Theatre critic John Lahr recalls his mother, showgirl Mildred Lahr, in "My Mother the Ziegfeld Girl," published in the May 13 issue of The New Yorker magazine.
The memoir forms a companion piece to Notes on a Cowardly Lion, Lahr's acclaimed biography of his father, comedian Bert Lahr, who played the Cowardly Lion in the film The Wizard of Oz and starred in Broadway musicals.
In the New Yorker article, Lahr writes about his how his mother grew up in an emotionally neglectful household, and learned to rely on her looks to win approval.
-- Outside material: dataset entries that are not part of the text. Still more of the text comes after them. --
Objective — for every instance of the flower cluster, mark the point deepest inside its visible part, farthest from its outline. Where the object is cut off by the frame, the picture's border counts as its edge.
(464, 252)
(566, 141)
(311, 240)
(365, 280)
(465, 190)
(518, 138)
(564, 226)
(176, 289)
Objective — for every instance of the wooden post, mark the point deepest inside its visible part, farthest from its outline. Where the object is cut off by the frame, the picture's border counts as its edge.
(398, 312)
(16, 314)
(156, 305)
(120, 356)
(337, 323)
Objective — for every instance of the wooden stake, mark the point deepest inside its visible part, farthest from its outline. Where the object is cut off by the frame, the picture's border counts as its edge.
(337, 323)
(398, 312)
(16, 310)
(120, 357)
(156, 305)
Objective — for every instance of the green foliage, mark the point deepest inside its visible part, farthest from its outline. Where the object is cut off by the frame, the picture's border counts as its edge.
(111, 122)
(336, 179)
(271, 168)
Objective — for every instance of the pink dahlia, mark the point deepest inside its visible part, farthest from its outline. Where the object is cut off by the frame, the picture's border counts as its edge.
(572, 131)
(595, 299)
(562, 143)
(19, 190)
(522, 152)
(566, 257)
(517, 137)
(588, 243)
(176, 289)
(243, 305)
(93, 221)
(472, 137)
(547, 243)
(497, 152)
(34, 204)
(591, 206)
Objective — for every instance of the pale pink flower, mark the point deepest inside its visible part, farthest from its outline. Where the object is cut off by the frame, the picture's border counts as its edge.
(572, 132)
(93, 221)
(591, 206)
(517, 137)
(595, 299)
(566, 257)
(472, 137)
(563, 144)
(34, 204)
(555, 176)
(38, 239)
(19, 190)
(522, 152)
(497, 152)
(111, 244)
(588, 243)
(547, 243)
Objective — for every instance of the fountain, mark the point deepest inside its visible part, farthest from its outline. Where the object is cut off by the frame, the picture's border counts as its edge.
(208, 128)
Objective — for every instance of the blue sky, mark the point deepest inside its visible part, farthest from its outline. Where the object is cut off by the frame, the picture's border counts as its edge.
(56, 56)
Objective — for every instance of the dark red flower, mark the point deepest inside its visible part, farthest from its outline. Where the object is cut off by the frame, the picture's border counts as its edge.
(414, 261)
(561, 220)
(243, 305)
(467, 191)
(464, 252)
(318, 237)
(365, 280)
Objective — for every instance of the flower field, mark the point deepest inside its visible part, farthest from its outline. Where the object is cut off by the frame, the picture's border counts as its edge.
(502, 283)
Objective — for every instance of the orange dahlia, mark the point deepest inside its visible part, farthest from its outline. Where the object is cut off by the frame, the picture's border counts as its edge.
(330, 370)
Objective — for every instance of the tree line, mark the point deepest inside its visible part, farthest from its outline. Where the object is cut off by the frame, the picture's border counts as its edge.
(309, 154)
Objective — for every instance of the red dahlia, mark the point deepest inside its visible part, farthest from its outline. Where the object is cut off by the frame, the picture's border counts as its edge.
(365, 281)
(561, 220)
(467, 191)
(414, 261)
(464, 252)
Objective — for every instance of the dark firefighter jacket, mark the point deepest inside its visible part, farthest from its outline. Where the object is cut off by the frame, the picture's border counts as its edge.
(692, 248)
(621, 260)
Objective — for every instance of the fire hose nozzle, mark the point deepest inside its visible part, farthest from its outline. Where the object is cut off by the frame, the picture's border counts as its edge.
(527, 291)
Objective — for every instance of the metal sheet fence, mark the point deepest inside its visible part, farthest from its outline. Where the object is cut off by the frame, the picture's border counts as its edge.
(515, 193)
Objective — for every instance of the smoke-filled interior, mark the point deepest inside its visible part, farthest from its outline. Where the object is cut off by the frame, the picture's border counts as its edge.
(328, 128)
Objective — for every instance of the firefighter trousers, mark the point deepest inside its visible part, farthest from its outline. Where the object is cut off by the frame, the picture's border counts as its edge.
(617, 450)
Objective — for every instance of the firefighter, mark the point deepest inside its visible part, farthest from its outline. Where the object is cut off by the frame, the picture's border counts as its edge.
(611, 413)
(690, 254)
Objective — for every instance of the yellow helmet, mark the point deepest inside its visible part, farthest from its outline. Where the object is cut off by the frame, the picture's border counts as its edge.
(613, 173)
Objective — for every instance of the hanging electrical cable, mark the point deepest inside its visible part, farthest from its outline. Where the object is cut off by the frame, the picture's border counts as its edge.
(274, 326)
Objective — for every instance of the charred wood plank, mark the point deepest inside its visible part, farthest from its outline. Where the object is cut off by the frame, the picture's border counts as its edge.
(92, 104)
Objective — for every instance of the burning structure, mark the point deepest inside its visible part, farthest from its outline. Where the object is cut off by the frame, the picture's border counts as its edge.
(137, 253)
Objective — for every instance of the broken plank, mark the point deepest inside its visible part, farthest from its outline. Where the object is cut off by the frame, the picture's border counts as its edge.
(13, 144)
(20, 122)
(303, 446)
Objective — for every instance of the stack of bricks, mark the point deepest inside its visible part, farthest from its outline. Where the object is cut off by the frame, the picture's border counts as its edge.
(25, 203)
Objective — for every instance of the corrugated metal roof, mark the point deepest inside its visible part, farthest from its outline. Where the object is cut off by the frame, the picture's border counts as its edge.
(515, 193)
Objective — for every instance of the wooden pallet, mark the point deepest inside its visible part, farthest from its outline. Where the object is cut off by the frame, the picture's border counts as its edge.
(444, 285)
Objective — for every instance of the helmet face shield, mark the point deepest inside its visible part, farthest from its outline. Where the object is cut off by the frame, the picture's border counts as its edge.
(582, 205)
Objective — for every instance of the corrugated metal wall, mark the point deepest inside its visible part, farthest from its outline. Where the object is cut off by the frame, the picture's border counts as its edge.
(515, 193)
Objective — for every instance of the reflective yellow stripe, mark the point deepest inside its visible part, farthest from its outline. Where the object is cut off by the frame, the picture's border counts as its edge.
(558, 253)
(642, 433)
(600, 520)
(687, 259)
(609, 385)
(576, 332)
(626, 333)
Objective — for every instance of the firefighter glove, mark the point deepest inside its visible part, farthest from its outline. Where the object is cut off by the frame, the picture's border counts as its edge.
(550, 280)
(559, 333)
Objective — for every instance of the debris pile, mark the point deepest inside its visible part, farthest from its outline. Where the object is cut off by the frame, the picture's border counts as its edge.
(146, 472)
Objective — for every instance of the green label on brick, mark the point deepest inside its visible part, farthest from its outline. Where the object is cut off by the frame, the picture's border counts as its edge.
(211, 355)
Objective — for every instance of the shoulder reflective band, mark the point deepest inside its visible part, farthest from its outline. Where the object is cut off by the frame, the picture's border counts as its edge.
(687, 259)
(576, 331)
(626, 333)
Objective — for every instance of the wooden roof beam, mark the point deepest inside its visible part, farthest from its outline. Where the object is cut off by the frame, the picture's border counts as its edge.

She made her N.Y. stage debut as the prize in a beauty contest, and went on to appear in the choruses of several Broadway revues, including George White's Scandals of 1931, where she met Lahr and married him soon after.
"She loved Satchmo and Ella Fitzgerald, especially when they sang Cole Porter," Lahr writes. "Mom and Dad had lived ion the same floor of the Waldorf Towers as Porter in 1940, when they were first married and Dad was starring with Ethel Merman in Porter's DuBarry Was a Lady."
The article is accompanied by a fetching photo of his mother in her prime, beaming in a bathing suit on the running board of an old car. The story goes on to chronicle the often stormy but genuinely affectionate relationship between the comic and the showgirl, delving into his mother's infidelities and expanding further on his father's poignant insecurities, as chronicled in the earlier book.